New Year's eve was exceptionally mild, a weird spring day. We sat outside with our mugs of tea. We cycled without gloves. Today, it is cold again and that poor Meyer lemon is probably going to react badly to us moving it in and out and in and out. Right now, it's flowering and downstairs smells like Spain.
This was a week ago:


  1. "Don't be afraid" has been one of my main mantras since I was with a friend when she died. Thank you for reminding me.

  2. I can smell it from here! Calvin and Hobbes are good guys to guide you. And we might as well 'Let shit happen.' What else can we do? I wish you good health and a generous sprinkling of happiness in the coming year....

  3. do not fear...yep can't do much better than that. a good one to keep in the forefront. as for Calvin, that's my go-to for life, winging it. as I told a friend you can go with the flow or fight the current but you are going downstream regardless. of course, there are some things you fight against until the very end. retire. do it. easy for me to say of course but I learned long ago how to be frugal and it has not impacted my life in a negative way. the only thing I would have done with more money is travel more.

  4. "They" are people who take pleasure in other people's fear. Denying "them" that pleasure by staying positive is one of the biggest joys in life.

  5. Best resolutions I've read anywhere. I particularly love "Do not fear." That's everything, the secret we keep forgetting we know. Thank you, Sabine.


  6. O, we've had bitter, bitter cold here. I hope the Meyer lemon takes the moving in and out in stride, as Calvin, as I strive to do ("same procedure as every year"). I've been feeling my age, but will not fight it as most Midwesterners here seem to be intent on doing. I'll roll with the punches.

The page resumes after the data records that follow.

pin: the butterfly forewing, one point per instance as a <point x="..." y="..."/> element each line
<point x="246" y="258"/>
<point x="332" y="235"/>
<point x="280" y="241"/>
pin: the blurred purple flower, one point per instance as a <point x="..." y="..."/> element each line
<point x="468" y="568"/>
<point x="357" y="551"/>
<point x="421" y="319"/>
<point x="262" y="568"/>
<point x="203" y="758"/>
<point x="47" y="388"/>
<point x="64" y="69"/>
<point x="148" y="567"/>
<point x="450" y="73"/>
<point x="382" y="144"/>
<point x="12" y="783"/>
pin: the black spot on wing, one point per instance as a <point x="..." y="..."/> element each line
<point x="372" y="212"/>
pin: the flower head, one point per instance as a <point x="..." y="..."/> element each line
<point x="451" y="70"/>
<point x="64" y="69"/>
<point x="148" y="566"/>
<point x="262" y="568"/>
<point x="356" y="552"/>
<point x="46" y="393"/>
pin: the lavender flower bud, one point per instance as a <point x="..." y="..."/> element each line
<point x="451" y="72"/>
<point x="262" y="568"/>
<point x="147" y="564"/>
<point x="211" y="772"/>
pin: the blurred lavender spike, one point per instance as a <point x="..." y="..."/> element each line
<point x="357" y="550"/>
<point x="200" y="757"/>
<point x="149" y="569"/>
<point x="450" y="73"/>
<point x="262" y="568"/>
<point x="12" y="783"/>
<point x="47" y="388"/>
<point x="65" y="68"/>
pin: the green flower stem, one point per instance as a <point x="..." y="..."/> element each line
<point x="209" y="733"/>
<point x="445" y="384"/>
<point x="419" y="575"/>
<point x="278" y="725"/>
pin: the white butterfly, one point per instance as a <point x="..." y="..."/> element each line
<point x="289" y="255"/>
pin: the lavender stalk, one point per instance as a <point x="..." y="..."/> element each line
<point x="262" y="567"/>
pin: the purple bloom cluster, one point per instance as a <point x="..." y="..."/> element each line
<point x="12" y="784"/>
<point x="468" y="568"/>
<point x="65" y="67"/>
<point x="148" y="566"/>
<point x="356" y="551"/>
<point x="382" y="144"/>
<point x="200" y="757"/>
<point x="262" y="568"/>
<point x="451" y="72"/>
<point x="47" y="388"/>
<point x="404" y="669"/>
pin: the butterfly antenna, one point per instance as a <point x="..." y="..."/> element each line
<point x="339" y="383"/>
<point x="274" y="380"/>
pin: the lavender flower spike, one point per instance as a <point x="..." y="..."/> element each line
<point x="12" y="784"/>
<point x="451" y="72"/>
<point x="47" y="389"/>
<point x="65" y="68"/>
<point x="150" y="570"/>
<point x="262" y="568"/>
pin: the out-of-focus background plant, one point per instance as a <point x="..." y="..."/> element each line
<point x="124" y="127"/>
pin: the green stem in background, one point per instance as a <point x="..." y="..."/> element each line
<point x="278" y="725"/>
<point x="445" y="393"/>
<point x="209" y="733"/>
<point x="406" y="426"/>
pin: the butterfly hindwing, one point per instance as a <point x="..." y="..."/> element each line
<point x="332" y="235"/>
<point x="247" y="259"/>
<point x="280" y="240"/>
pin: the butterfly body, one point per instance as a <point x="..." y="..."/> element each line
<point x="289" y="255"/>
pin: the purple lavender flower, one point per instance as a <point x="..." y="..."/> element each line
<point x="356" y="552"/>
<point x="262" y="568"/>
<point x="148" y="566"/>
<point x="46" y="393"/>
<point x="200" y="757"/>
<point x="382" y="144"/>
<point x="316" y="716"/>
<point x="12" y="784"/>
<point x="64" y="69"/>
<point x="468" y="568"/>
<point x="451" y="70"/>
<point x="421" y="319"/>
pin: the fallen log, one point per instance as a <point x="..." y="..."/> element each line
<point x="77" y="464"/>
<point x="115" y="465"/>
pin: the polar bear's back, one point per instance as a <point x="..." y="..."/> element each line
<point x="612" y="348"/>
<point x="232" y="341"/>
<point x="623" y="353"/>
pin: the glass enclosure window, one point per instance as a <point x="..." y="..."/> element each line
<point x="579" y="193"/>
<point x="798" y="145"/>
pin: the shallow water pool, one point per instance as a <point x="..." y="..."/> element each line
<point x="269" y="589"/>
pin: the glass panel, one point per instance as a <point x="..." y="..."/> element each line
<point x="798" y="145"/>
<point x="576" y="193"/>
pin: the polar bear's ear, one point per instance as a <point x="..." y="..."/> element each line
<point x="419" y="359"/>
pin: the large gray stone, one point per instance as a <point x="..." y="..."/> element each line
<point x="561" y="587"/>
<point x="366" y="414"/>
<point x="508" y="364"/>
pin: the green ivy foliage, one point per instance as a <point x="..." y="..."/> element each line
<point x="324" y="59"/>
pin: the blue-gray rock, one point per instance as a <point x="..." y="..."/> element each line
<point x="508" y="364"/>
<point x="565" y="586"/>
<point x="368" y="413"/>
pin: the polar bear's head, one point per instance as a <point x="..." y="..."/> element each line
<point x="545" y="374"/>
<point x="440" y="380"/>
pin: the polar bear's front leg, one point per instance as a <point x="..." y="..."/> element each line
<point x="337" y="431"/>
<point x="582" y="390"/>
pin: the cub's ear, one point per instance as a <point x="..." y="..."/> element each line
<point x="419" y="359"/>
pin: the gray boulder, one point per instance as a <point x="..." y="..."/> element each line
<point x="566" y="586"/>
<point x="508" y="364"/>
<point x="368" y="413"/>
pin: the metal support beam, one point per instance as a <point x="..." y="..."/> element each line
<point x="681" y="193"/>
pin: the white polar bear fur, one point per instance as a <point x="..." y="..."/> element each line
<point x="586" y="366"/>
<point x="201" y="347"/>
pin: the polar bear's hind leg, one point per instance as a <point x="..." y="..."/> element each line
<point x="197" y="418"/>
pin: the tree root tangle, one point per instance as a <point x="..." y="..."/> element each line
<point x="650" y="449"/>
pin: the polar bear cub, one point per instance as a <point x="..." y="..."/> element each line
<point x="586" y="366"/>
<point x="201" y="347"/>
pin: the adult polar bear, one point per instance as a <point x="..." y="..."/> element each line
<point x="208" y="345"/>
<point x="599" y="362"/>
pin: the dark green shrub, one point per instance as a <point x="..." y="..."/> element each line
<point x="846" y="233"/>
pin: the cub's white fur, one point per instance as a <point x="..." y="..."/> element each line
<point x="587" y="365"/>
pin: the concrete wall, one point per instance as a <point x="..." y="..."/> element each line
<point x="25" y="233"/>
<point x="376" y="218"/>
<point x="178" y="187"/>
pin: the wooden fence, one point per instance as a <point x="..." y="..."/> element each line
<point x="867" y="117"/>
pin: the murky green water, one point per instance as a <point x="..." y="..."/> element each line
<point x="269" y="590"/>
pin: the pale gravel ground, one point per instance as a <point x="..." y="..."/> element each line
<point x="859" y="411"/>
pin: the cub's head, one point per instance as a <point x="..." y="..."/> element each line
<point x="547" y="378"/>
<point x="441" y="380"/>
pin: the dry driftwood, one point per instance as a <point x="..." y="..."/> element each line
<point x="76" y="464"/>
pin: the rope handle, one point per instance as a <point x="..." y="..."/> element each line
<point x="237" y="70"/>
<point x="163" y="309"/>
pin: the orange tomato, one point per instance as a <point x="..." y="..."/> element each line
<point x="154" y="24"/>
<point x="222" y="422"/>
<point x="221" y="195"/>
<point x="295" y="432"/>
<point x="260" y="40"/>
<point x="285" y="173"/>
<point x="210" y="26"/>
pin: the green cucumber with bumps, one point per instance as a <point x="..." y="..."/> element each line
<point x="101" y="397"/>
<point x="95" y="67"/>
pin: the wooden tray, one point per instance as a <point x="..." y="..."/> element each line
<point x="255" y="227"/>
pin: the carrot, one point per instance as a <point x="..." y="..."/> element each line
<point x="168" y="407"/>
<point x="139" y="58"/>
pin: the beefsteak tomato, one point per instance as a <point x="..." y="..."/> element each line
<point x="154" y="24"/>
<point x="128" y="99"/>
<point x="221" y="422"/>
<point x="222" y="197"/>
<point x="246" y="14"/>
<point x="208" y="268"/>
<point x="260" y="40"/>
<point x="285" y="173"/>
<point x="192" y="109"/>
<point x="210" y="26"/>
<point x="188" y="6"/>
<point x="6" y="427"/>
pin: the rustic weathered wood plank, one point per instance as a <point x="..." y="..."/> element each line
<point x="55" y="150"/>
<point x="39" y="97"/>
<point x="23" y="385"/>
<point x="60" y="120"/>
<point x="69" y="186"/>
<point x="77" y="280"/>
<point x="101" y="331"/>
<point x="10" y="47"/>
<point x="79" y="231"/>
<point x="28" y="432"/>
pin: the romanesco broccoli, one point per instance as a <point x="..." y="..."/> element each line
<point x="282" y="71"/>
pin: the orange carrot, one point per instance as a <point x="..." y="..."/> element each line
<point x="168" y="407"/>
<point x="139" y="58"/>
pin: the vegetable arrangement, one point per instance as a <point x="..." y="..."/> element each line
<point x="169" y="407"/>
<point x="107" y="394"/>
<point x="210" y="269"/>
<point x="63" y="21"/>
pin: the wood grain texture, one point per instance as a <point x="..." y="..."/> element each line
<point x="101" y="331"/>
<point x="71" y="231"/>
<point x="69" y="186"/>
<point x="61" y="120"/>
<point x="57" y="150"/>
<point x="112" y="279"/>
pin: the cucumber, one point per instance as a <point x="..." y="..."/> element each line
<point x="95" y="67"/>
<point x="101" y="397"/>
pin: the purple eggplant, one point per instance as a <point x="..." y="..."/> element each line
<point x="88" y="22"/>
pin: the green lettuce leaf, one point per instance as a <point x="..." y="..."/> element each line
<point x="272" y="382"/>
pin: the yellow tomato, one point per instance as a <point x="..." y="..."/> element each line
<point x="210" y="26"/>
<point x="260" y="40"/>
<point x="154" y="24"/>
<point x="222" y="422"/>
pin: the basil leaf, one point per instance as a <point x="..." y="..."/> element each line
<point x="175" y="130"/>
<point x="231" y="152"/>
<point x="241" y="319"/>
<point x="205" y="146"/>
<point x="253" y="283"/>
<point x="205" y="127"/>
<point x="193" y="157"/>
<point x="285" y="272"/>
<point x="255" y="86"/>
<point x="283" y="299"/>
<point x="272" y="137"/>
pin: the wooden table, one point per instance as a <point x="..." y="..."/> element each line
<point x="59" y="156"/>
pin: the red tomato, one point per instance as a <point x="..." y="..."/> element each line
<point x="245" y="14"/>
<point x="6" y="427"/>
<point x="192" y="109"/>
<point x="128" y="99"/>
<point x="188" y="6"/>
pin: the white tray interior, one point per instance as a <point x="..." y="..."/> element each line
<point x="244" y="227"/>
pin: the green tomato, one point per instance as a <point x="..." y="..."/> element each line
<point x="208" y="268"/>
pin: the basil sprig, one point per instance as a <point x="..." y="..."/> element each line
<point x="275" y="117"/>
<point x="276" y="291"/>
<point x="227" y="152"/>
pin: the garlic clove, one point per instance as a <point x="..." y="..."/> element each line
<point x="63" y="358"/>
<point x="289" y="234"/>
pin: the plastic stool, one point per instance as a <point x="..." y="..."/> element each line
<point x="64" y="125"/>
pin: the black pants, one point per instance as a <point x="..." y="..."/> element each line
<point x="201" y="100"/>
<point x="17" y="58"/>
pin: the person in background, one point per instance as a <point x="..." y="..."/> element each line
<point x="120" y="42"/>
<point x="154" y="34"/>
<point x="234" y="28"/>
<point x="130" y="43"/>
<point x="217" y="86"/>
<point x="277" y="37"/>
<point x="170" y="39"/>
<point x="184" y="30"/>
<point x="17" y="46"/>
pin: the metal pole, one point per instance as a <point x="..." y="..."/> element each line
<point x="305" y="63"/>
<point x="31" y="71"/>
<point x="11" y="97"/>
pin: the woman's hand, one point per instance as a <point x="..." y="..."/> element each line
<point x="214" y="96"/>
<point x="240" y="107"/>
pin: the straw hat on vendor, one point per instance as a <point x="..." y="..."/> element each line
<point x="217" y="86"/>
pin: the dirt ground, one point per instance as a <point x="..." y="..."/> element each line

    I raise a glass to you, dear Sabine, with a bolstering smile and a wish that 2018 will be the best it can be for us and our loved ones! Prost!

  7. I need that mantra, as I seem to live in fear lately. I hope you retire, and you and R get to go bike riding whenever you feel like it. Happy New Year to you, my friend.

  8. Happy New Year, Sabine - I hope you get the year you need.

  9. Noli timere - I think I'll have that carved and nail it on a wall, when I have a wall that I can put a nail into. And I'll try not to be afraid that I'll never have that wall.
    I've loved reading you this year and I'll love reading you all this new one. And I won't fear at all that we'll both have another and another.

    Happy New Year, Sabine. May it hold you tight with Love and keep you safe.

  10. I love the smell of citrus blossoms. I can only imagine how wonderful that must be!

    "Do not fear" sounds like good advice for all of us, really.

  11. I suppose you could say I took you at your word this PM and cleared the vanity in the en suite of all its superfluities. Much of it came in tubes and palliated maladies I'd forgotten I suffered from. Perhaps the various creams and unguents were based on the waters of the Lethe and this is the result.

    I was completely fascinated by your decision to buy only essentials. Some are obvious, others bestride the boundary between necessity and luxury and are to some extent a definition of who we are. I would love to know two or three items that worry you in this way. Or would I be practising remote psychotherapy?

  12. This requires a more in depth post but briefly:

    I should mention that I am a dreadful shopper and when I do go out into the world of consumerism, only at a push, mind you, I come home mostly empty handed. The same with online shopping.

    It helps that I have been off sick for longish periods in the last seven years during which I have come to enjoy the fact that I don't need much (else) as long as the internet works incl. the online access to the various local library catalogues.

    Also, we share with others: tools, transport, garden produce, left overs, stuff that has become superfluous, skills and so on.

    This is a loose network, started 20+ years ago, of maybe 50 people (not all friends) occasionally brilliant,often humdrum, always reliable.